Para as empresas, a vantagem da NFC-e está na significativa redução de custos, com dispensa de obrigatoriedade do hardware ECF (Emissor de Cupom Fiscal), uso de impressora não fiscal, simplificação de obrigações acessórias, a exemplo do Mapa de Caixa, transmissão em tempo real ou online da NFC-e, flexibilidade de expansão de Ponto de Venda (PDV), integração de plataformas de vendas físicas e virtuais, uso de novas tecnologias de mobilidade e redução significativa dos gastos com papel, o que confere apelo ecológico à nova tecnologia.

Consumidor final

Além de simplificar a relação entre fisco e contribuinte e trazer economia para as empresas, a nova nota é voltada para o consumidor final, constituindo um passo adiante com relação à Nota Fiscal Eletrônicaemitida entre empresas, e já disseminada por todo o país. Todas as notas emitidas pelo novo modelo estarão armazenadas na Sefaz, tornando muito mais cômodo para o consumidor o acesso ao seu histórico de compras.

A NFC-e, além disso, pode ser encaminhada via e-mail, sem necessidade de impressão, e permite leitura por QR-Code, ou código de barras bidimensional, o que permitirá ao consumidor a aferição da validade legal do documento fiscal.

Simplificação

A novidade também irá conferir mais agilidade e eficácia à fiscalização, lembra o secretário da Fazenda do Estado, Manoel Vitório. “Estamos trilhando o caminho da simplificação, e trazendo benefícios tanto para o contribuinte quanto para o consumidor final”, destaca. A NFC-e, explica, irá aprofundar a inserção da Sefaz-Ba na nova realidade de escrituração processada eletronicamente, conferindo mais agilidade e eficácia à fiscalização.

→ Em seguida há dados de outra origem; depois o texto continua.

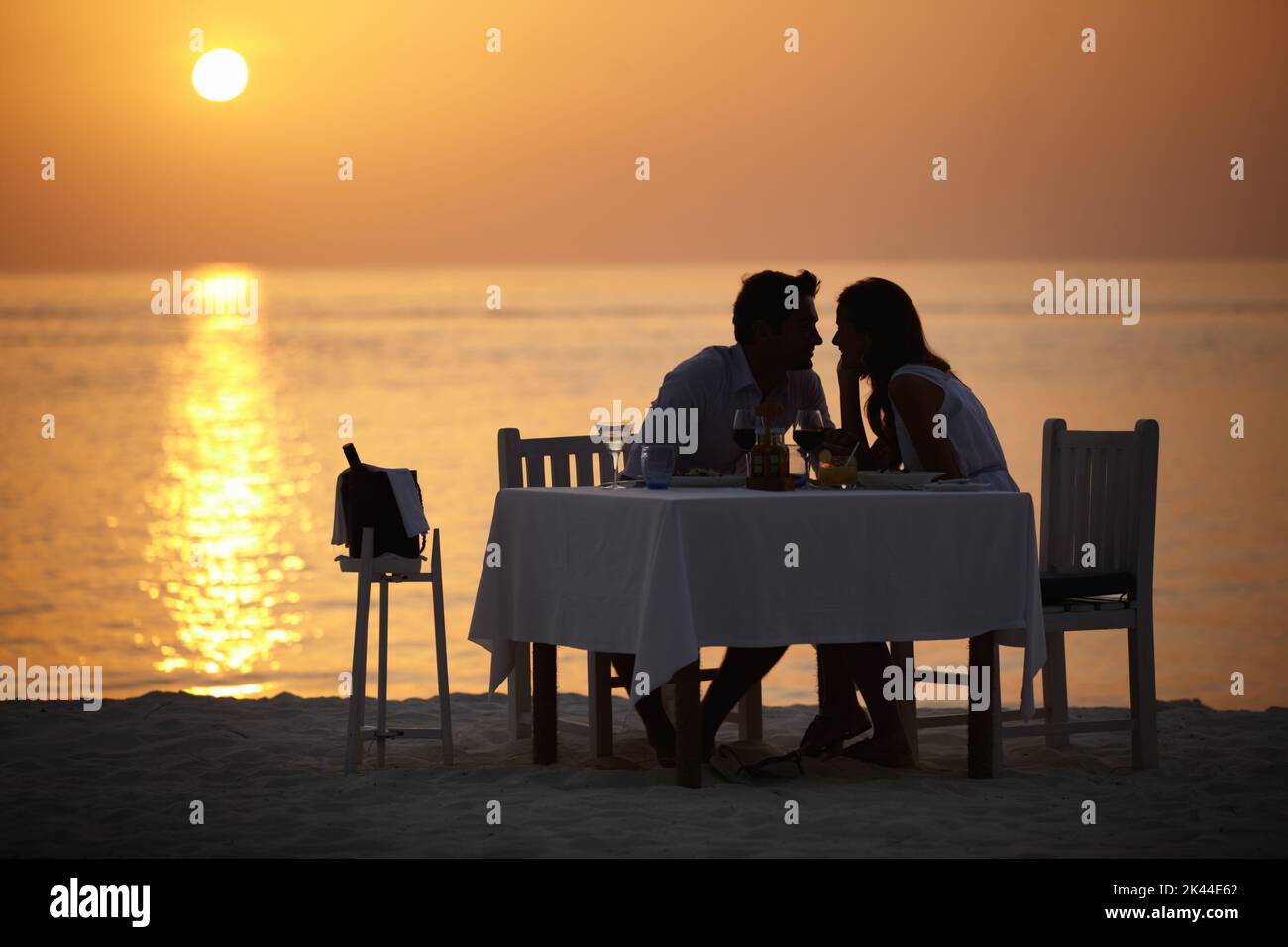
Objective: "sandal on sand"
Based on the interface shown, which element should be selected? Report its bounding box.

O novo documento fiscal eletrônico, lembra Vitório, terá um alcance ainda maior que a Nota Fiscal Eletrônica (NF-e), emitida entre empresas. Lançada em 2008, a NF-e está presente hoje em todo o país e contabiliza mais de 11 bilhões de documentos emitidos, por mais de um milhão de empresas. “Pode-se afirmar que, hoje, a maior parte do faturamento do país é processada pela Nota Eletrônica. Esta tendência irá se aprofundar com a NFC-e, já que esta incluirá milhões de consumidores finais”, observa o secretário.

A Nota Fiscal do Consumidor Eletrônica é um projeto nacional instituído pelo Conselho Nacional de Política Fazendária (Confaz) e conduzido por uma das câmaras técnicas do Conselho, o Encontro Nacional de Coordenadores e Administradores Tributários Estaduais (Encat).

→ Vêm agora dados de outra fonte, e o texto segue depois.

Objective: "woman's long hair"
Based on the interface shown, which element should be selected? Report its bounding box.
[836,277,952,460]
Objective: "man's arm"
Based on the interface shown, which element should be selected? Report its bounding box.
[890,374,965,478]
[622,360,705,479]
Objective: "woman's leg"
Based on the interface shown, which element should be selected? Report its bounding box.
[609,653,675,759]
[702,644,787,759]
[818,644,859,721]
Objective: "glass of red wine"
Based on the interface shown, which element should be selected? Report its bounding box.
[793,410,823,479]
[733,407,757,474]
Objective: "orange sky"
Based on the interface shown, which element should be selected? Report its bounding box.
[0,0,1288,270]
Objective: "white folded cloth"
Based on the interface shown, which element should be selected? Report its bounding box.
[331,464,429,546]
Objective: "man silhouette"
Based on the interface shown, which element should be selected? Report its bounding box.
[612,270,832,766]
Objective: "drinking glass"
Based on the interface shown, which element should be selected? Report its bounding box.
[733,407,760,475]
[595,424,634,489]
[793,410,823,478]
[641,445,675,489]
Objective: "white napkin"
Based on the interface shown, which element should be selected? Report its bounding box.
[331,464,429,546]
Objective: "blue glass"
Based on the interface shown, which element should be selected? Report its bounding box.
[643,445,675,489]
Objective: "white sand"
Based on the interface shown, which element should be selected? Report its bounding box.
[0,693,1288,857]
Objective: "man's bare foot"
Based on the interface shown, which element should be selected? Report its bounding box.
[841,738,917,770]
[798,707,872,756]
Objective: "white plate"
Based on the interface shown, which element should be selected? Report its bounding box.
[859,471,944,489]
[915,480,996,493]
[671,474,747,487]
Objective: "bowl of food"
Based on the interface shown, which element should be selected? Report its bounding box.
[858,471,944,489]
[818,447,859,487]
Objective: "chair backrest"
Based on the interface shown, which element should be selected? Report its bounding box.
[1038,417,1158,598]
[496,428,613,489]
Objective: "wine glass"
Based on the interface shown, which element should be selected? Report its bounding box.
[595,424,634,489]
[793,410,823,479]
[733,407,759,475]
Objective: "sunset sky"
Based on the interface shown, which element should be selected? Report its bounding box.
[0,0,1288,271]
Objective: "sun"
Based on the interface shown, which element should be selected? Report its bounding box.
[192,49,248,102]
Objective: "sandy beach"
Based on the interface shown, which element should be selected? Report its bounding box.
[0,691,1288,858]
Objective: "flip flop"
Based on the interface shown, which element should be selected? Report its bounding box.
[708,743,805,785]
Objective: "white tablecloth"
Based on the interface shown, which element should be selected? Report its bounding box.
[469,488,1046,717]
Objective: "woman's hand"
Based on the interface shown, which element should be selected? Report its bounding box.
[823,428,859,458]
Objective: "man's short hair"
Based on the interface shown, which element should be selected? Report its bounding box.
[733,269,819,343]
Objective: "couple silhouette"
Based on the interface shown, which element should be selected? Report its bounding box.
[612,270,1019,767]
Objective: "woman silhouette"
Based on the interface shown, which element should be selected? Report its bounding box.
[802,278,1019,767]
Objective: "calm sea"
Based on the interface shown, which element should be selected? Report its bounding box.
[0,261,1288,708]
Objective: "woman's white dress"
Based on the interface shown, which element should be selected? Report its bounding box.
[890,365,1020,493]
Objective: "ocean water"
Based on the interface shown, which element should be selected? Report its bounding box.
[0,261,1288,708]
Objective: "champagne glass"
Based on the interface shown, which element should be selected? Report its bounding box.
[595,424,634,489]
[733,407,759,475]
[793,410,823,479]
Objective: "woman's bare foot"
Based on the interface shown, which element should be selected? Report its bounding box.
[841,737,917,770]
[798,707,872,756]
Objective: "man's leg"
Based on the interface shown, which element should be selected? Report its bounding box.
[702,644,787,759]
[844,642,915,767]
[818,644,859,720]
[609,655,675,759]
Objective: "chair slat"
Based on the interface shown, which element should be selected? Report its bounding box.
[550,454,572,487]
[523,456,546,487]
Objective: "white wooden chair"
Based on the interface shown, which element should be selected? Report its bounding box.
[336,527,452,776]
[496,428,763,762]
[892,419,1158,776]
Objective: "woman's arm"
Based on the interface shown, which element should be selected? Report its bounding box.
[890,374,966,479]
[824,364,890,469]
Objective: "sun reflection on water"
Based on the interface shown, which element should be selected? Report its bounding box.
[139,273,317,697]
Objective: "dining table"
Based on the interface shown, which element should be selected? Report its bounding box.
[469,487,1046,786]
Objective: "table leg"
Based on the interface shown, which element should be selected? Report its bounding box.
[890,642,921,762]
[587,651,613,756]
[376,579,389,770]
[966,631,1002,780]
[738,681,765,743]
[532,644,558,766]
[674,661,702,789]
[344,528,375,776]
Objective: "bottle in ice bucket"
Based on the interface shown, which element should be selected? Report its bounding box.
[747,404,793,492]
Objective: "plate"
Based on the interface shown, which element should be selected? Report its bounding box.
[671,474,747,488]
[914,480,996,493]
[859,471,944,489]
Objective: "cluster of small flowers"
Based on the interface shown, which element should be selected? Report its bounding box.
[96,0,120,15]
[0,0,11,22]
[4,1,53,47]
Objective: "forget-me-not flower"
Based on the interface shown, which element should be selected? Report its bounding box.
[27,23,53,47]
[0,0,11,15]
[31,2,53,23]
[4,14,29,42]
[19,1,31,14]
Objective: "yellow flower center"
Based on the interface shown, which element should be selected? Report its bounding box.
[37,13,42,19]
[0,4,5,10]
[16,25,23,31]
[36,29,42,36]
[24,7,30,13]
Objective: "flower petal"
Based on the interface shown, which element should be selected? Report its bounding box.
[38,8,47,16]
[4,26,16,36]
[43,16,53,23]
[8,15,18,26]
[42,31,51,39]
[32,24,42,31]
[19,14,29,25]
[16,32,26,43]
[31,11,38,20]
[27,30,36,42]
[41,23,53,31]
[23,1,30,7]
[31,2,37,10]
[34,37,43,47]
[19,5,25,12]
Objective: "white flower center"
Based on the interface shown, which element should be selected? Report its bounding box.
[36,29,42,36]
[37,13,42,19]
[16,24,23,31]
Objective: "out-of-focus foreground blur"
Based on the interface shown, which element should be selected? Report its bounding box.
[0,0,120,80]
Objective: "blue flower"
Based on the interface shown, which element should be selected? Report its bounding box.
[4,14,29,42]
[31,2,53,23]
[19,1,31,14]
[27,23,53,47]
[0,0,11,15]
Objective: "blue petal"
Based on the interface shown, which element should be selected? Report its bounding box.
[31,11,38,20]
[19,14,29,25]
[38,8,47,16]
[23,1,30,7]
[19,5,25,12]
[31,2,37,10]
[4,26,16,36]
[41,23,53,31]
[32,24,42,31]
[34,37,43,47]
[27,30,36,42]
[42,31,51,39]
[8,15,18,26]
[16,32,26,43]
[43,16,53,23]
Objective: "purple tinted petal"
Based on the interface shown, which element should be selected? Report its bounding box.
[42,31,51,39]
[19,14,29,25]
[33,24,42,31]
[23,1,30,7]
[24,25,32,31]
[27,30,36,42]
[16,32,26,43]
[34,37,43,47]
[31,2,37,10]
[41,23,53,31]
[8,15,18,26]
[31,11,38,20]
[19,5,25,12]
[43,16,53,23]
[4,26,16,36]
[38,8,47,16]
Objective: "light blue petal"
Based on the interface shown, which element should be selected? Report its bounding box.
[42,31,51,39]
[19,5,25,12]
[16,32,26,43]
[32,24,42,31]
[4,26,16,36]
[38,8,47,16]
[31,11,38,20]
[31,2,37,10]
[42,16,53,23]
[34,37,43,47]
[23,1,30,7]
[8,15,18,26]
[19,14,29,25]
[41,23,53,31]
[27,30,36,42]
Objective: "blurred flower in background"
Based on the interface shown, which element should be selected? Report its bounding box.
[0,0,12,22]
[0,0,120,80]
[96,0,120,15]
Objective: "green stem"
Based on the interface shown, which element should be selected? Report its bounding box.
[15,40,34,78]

O superintendente de Administração Tributária da Sefaz-Ba, José Luiz Santos Souza, ressalta que o modelo constitui mais um avanço tornado possível pela consolidação do Sistema Público de Escrituração Digital (Sped), que já reúne uma série de inovações nas atividades do fisco, a exemplo da Escrituração Fiscal Digital (EFD), da Escrituração Contábil Digital (ECD), do Conhecimento de Transporte Eletrônico(CT-e) e da própria Nota Fiscal Eletrônica (NF-e).

Confira as vantagens

Para o consumidor: armazenamento, no site da Sefaz, de todas as notas emitidas. A leitura do QR-Code, ou código de barras bidimensional, feita via smartphone, permite que o cidadão verifique a validade do documento, aferindo se a compra foi realizada dentro das normas legais. A tecnologia da NFC-e permite ainda que o consumidor receba o documento diretamente em seu e-mail ou celular, sem necessidade de impressão.

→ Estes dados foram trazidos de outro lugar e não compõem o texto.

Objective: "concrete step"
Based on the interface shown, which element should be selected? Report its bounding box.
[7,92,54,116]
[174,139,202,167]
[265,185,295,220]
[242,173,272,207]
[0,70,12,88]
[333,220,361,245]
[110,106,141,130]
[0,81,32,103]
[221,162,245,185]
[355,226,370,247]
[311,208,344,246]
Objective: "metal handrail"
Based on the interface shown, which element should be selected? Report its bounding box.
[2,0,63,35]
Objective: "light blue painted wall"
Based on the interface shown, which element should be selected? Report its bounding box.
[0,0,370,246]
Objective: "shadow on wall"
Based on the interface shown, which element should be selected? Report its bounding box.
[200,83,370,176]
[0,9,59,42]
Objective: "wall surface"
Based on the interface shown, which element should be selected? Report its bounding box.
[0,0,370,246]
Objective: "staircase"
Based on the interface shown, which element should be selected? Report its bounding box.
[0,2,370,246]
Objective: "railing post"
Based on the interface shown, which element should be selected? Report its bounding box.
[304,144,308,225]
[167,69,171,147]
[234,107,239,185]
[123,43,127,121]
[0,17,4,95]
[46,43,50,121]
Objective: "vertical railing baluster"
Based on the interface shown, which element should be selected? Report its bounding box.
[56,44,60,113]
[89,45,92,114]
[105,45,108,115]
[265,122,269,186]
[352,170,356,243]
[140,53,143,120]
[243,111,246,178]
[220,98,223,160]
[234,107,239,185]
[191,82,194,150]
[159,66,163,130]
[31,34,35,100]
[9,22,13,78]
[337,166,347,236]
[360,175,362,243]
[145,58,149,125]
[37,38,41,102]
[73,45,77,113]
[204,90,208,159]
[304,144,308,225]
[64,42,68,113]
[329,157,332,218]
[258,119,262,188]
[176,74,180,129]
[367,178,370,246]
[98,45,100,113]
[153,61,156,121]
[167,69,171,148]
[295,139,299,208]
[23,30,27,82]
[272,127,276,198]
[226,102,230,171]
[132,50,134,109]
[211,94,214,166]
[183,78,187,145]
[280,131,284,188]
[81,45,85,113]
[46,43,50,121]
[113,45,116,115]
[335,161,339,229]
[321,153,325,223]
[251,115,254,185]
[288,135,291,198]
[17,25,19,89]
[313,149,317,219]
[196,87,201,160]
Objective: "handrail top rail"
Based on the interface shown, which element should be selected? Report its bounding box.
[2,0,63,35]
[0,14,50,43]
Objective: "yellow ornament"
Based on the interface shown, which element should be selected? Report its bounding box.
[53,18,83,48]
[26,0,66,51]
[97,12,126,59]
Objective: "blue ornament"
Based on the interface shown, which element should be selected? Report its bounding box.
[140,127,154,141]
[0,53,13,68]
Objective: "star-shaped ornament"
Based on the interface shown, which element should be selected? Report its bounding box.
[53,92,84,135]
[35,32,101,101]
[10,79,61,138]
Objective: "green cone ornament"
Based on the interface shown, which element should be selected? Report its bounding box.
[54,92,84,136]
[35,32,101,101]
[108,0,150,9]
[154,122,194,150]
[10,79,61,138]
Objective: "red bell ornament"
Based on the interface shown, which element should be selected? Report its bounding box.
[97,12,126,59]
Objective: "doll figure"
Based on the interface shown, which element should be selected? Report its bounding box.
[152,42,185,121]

Para o contribuinte: expressiva redução de custos com dispensa de obrigatoriedade do hardware ECF (Emissor de Cupom Fiscal), uso de impressora não fiscal, simplificação de obrigações acessórias, a exemplo do Mapa de Caixa, transmissão em tempo real ou online da NFC-e, Flexibilidade de Expansão de Ponto de Venda (PDV), integração de plataformas de vendas físicas e virtuais, uso de novas tecnologias de mobilidade e redução significativa dos gastos com papel, o que confere apelo ecológico à NFC-e.

Para o Fisco Estadual: a nova tecnologia, ao aprofundar a inserção da Secretaria da Fazenda (Sefaz-Ba) na nova realidade de escrituração processada eletronicamente, vai conferir mais agilidade e eficácia à fiscalização, ao lado de outras ferramentas do Sistema Público de Escrituração Digital (Sped), que já reúne inovações como a Escrituração Fiscal Digital (EFD), a Escrituração Contábil Digital (ECD), o Conhecimento de Transporte Eletrônico (CT-e) e a própria Nota Fiscal Eletrônica (NF-e).

FONTE: SEFAZ/BA

02 março 2015

Mais um passo para a implantação do e-Social

Após grande expectativa do empreendedorismo e da classe contábil, o Comitê Gestor do eSocial publicou, na edição da última terça-feira do Diário Oficial da União, resolução que aprova os manuais e leiaute do Sistema de Escrituração Digital das Obrigações Fiscais, Previdenciárias e Trabalhistas. A versão 2.0 do Manual de Orientação do eSocial (MOS) esclarece o empregador sobre a sistemática que envolverá o cumprimento da obrigação, traz o leiaute e tabelas, além de fixar regras de preenchimento e instruções gerais sobre oseventos que integram o projeto.

As diretrizes da resolução foram estabelecidas após diversas reuniões e debates do Grupo de Trabalho Confederativo – GTC do eSocial, formado por órgãos do Governo Federal, como Receita Federal do Brasil, Ministérios da Previdência e do Trabalho e Emprego e Instituto Nacional do Seguro Social –INSS, e de entidades, como o SESCON-SP, a FENACON, CFC, entre outras, visando a busca do melhor modelo e da melhor forma de adaptação da sociedade.

“O SESCON-SP e a classe contábil foram convidados e estão participando ativamente deste grupo de trabalho, para que juntos possamos encontrar o melhor caminho para a implantação do eSocial no País”, diz o presidente do Sindicato, Sérgio Approbato Machado Júnior, que ressalta a relevância deste canal de diálogo aberto entre a esfera pública e as representações da sociedade para o aprimoramento da ferramenta de unificação de dados. “Vamos continuar o debate na busca contínua por melhorias e aperfeiçoamento”, acrescenta o líder setorial.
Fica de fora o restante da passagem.